Xanatos's eyes are growing wet.

A doorway flickers in Qui-Gon's mind – the entrance to a bridge he thought long faded away, that he thought finally snapped and frayed away when he brought Obi-Wan to Ilum. A single, dimly glowing thread is all that connects him to Xanatos, now, the barest ember in the remains of a fire that the wind is gathering to snuff out at last.

A tear slips out of deep blue eyes below him as Qui-Gon hears a whisper flicker across his mindscape, like a breath barely formed into syllables.

It is a name.

Of a ship.

The ember snuffs out.

The blue eyes are empty, now; seas that no longer shift, a night sky devoid of the stars that once shone in them.

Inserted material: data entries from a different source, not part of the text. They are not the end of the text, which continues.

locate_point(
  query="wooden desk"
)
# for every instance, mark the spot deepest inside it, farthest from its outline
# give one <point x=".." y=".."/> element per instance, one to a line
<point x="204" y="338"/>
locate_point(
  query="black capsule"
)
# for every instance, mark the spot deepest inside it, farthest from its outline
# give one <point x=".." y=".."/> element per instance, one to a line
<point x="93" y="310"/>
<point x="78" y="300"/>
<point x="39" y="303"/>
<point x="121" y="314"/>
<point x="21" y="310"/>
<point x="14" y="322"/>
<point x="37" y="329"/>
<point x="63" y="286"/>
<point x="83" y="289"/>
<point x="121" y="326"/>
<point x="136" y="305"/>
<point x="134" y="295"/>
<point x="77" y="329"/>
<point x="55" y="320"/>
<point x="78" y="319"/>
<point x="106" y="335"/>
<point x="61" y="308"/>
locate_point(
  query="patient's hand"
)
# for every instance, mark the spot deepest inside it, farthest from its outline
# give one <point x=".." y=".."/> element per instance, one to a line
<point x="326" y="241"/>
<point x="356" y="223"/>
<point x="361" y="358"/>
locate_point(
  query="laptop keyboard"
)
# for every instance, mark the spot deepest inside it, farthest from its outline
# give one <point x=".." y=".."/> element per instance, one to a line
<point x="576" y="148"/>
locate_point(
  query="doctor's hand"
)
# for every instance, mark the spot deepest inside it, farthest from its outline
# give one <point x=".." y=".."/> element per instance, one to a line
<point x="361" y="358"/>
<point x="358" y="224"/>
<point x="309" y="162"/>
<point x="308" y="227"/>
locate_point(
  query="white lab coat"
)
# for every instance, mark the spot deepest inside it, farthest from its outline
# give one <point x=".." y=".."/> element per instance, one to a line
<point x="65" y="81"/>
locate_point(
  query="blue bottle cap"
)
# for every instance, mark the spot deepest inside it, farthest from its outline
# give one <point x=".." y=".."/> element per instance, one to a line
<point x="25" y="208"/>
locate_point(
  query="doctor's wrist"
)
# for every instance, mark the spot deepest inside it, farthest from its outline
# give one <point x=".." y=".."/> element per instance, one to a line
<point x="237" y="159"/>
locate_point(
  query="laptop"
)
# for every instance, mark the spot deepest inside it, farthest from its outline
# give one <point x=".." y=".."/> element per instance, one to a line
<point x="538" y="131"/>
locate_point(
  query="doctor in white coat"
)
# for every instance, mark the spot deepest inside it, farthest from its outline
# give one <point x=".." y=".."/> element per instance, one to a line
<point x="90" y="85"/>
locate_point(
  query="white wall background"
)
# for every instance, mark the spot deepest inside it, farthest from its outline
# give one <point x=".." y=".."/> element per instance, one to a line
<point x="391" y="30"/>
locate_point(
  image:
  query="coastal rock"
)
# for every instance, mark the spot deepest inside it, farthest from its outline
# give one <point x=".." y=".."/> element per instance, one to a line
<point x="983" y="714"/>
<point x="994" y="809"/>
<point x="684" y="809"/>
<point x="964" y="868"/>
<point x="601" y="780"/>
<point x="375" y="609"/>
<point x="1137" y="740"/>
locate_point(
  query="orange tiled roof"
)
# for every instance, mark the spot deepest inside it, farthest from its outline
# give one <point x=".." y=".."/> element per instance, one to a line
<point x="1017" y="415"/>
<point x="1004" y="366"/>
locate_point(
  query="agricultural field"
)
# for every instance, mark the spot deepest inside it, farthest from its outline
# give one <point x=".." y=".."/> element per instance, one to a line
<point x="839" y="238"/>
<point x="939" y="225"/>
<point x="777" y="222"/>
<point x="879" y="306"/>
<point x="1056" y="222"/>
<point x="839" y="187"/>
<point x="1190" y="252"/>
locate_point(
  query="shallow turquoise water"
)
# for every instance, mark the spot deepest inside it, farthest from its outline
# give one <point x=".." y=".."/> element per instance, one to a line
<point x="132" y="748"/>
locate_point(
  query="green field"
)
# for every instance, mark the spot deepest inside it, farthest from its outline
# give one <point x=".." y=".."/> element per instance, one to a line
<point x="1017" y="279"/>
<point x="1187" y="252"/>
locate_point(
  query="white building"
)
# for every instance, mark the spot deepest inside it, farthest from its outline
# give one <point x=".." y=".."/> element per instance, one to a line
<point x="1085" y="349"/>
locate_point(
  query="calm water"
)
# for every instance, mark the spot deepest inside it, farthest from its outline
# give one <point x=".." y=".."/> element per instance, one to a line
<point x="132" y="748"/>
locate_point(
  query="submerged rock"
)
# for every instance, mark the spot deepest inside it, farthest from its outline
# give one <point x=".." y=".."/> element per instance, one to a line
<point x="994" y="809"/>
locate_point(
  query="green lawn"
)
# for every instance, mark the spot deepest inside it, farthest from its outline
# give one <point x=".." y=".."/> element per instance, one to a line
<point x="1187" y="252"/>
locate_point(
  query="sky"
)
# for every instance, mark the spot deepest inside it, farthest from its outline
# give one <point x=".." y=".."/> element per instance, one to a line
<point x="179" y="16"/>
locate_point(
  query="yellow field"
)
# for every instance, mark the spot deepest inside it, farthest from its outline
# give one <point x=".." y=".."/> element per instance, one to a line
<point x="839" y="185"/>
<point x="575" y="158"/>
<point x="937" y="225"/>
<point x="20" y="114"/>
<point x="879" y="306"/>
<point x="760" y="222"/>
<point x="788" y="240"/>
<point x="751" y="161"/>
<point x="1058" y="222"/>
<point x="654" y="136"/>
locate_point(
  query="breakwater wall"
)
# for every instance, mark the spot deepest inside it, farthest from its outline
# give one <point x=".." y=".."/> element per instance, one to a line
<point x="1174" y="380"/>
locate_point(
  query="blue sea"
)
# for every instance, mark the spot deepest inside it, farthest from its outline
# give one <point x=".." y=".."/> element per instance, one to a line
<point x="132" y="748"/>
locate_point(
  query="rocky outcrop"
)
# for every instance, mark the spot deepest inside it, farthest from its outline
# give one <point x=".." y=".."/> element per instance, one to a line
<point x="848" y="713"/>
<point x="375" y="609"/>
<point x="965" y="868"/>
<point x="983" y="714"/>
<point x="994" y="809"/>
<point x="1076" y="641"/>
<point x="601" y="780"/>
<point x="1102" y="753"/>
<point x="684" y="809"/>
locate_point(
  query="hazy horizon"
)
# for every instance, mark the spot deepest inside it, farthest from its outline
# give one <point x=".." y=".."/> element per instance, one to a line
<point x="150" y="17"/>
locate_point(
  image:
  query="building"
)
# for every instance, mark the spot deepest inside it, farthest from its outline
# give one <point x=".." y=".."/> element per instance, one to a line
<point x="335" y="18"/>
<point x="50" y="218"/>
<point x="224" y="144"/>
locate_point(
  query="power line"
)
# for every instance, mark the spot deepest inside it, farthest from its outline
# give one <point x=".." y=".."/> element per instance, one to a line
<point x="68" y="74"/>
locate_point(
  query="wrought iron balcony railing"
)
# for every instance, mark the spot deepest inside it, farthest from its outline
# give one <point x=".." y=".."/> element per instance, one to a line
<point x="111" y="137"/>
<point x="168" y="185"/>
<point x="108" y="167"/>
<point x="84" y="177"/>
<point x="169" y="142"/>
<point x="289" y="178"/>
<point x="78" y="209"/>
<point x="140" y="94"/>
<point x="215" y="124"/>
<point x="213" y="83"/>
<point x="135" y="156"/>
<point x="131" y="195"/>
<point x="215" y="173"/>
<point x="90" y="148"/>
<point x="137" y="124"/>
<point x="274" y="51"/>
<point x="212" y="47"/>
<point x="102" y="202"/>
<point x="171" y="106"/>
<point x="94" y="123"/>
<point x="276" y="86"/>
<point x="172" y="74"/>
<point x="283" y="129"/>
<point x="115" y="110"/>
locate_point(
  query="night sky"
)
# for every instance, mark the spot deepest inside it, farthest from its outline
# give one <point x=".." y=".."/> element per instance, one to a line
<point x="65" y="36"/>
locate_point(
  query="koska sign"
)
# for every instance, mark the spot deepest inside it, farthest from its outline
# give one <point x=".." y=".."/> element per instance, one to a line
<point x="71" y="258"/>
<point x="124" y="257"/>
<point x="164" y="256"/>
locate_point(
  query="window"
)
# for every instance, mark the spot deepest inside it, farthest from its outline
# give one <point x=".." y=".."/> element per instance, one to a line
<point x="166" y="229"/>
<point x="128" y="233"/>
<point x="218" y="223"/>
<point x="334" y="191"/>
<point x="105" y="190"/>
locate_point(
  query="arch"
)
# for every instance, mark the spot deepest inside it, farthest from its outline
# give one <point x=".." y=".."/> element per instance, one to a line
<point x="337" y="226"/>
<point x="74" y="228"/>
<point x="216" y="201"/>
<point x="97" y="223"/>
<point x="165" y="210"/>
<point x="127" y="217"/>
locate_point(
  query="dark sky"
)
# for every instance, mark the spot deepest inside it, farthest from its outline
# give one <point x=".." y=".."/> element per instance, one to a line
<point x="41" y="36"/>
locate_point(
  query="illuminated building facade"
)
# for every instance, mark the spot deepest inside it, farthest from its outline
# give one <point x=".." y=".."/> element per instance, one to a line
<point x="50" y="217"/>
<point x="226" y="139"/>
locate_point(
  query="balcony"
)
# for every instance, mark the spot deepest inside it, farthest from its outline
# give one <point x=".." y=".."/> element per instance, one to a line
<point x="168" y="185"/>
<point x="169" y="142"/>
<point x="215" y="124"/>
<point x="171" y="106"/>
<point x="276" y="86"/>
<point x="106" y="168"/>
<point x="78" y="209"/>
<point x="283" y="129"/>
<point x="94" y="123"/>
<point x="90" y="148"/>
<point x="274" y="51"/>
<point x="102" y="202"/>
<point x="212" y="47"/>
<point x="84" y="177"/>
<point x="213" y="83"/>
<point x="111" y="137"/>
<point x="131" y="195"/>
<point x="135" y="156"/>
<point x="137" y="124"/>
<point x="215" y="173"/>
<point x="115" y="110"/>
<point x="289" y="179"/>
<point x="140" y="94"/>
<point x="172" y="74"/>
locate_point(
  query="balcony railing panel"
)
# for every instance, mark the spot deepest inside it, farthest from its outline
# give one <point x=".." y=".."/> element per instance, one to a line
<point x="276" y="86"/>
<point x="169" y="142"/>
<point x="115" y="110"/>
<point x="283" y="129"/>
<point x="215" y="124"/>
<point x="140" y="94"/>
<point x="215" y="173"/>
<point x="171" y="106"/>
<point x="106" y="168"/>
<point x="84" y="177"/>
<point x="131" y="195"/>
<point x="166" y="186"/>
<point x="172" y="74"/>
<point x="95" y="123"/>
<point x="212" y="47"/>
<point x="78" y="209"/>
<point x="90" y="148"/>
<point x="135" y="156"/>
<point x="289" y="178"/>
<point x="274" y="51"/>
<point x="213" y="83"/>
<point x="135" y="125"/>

Qui-Gon extends a shaking hand, and closes them.

Then he drags himself to his feet and comes face-to-face with Obi-Wan's lightsaber hilt, still on the bar alongside the river stone and a half-finished bottle of Corellian Whisky.

Qui-Gon stares at the hilt and the stone. He cannot bring himself to pick them up.

He hears rather than senses the team of healers arrive. They pull him away into a corner, gather around the body by the counter. Someone is speaking to him, scrubbing his hands clean as they do. Words like "shock" and "unresponsive" and "dead on site" are thrown around.

Qui-Gon looks down as Xanatos's blood is cleaned from his fingers, and wonders at the meaning of blood on his hands.

But he has the name of the ship. Obi-Wan's ship.

That is all he needs to begin.

Qui-Gon stands, abruptly, strides over to the lightsaber and stone, and sweeps them into his grasp without a word.

Then he strides away.

Alone in his darkened apartment at 500 Republica, the shadow stiffens.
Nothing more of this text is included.